SIDOARJO, KOMPAS.com - Berjalan dua hari pencarian korban reruntuhan mushala Pondok Pesantren Al Khoziny Buduran Sidoarjo, Jatim, tercatat total 102 korban dievakuasi dan 3 orang meninggal dunia hingga Selasa (30/9/2025).
Bangunan yang difungsikan sebagai mushala tiga lantai di area asrama putra Ponpes Al Khoziny Sidoarjo ini ambruk dan menimpa para santri saat sedang melakukan shalat ashar sekitar pukul 15.00 WIB, Senin (29/9/2025).

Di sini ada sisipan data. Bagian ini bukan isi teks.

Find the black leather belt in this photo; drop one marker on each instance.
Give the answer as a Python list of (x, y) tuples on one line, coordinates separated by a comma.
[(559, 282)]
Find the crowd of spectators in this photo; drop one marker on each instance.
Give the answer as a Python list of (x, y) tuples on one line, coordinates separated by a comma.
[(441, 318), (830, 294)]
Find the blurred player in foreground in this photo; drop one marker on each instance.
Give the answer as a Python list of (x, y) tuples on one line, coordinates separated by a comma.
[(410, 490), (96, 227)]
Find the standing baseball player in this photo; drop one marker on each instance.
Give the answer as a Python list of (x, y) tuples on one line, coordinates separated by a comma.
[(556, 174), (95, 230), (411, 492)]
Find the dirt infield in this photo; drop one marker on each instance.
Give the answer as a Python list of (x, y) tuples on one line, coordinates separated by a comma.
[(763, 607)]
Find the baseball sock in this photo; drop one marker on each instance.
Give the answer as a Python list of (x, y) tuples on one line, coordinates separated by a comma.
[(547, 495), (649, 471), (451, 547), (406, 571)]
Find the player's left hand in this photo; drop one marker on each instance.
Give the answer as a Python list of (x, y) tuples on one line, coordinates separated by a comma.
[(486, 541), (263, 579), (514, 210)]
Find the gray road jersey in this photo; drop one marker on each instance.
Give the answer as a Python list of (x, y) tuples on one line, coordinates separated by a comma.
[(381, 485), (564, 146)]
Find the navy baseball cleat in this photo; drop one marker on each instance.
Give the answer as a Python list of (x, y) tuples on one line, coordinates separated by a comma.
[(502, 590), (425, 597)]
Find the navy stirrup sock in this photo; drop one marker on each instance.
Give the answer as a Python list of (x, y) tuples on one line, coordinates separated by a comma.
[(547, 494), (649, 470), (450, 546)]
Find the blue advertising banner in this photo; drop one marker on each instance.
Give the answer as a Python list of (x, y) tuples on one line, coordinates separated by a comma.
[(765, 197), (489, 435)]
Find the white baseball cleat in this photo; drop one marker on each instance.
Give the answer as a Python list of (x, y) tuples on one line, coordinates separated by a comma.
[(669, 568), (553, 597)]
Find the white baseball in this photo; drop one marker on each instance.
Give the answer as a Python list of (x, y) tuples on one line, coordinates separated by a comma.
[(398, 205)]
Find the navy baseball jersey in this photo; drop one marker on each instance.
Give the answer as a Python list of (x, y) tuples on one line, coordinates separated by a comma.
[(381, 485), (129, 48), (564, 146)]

Kantor SAR Kelas A Surabaya mencatat, korban yang dievakuasi sebanyak 102 orang. Sebanyak 11 di antaranya dievakuasi oleh petugas, sedangkan lainnya evakuasi mandiri.
Semua korban dibawa ke Rumah Sakit Notopuro, Rumah Sakit Delta Surya, dan Rumah Sakit Siti Hajar.
Baca juga: Santri yang Masih Terjebak di Ponpes Al Khoziny Beri Sinyal dari Dalam Reruntuhan
Namun, sebagian besar sudah dibawa kembali ke rumah.
Sementara itu, korban yang dinyatakan meninggal dunia berjumlah tiga orang.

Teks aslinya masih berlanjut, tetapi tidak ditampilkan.